Notons que si le gouvernement du Québec décidait de calculer ses offres aux fonctionnaires selon la même méthode que Renaud-Bray, son offre de 8 % pour 6 ans passerait à 26 % pour la même période.

En conférence de presse, la président de la FTQ, Henri Massé, a affirmé que les employés de la chaîne de libraires n’avaient pas les moyens de s’appauvrir en acceptant un gel de salaires pour trois ans. En moyenne, un caissier au bas de l’échelle gagne 7,87 $ l’heure et un libraire, 8,40 $, ce qui se rapproche plus des salaires versés dans les magasins grande surface que dans les librairies traditionnelles. La majorité des employés ont fait des études universitaires et gagnent environ 12 000 $ par année.

L’entreprise, quant à elle, affiche un chiffre d’affaires de 100 millions $ et vient de se lancer dans un plan ambitieux qui vise à lui assurer le contrôle de 40 % du marché du livre au Québec. Quinze nouvelles succursales ouvriront leurs portes dans les prochaines années.

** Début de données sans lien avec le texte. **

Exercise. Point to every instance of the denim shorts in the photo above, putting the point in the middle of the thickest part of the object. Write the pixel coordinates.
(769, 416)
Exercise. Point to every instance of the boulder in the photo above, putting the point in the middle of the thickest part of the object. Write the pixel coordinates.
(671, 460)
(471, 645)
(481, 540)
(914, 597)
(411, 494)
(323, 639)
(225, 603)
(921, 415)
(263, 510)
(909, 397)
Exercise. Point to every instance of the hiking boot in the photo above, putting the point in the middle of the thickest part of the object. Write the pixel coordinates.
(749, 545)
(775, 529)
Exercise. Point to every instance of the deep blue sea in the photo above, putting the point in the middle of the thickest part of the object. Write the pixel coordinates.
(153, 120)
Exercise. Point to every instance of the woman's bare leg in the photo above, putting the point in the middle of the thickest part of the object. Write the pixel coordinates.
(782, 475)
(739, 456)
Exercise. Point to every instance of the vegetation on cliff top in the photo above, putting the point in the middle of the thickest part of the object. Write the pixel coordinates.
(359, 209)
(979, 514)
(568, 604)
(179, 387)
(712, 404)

Les employés tiennent à rappeller que les succès de la chaîne sont aussi dûs à la qualité du service qu’ils offrent. Pour être embauché, les candidats doivent répondre à un questionnaire très pointu sur le secteur où ils souhaitent travailler. Libraires, libraires jeunesse et disquaires connaissent bien leur métier. « Mais la direction veut uniformiser tous les magasins, faire comme les McDonalds. Ils se moquent de nos compétences », déplore André Garant, un jeune disquaire qui termine présentement un bac en musique.

« Dans leur tête, tout peut être uniformisé d’un magasin à l’autre, confirme Patrick Rondeau. Chez Renaud-Bray, le seul libraire, c’est Pierre Renaud. Pour eux, la clientèle est la même dans le Village gai qu’à Victoriaville et ils veulent lui vendre les mêmes livres. »

Le président du syndicat affirme que les connaissances des employés sont malheureusement loin d’être au cœur du plan de développement de la chaîne. « Tout le travail de conseil est nié, ils veulent seulement vendre des “ Coups de cœur Renaud-Bray ”. Pourtant, ça ne fonctionnerait pas si les gens nous demandaient des conseils et que nous leur répondions qu’on ne peut pas les aider dans leurs choix. »

Les travailleurs bénéficient quand même de la relation qu’ils ont su bâtir avec la clientèle. Selon les piqueteurs rencontrés par l’aut’journal, 80 % des clients rebroussent chemin lorsqu’ils apprenent que l’entreprise est en lock-out.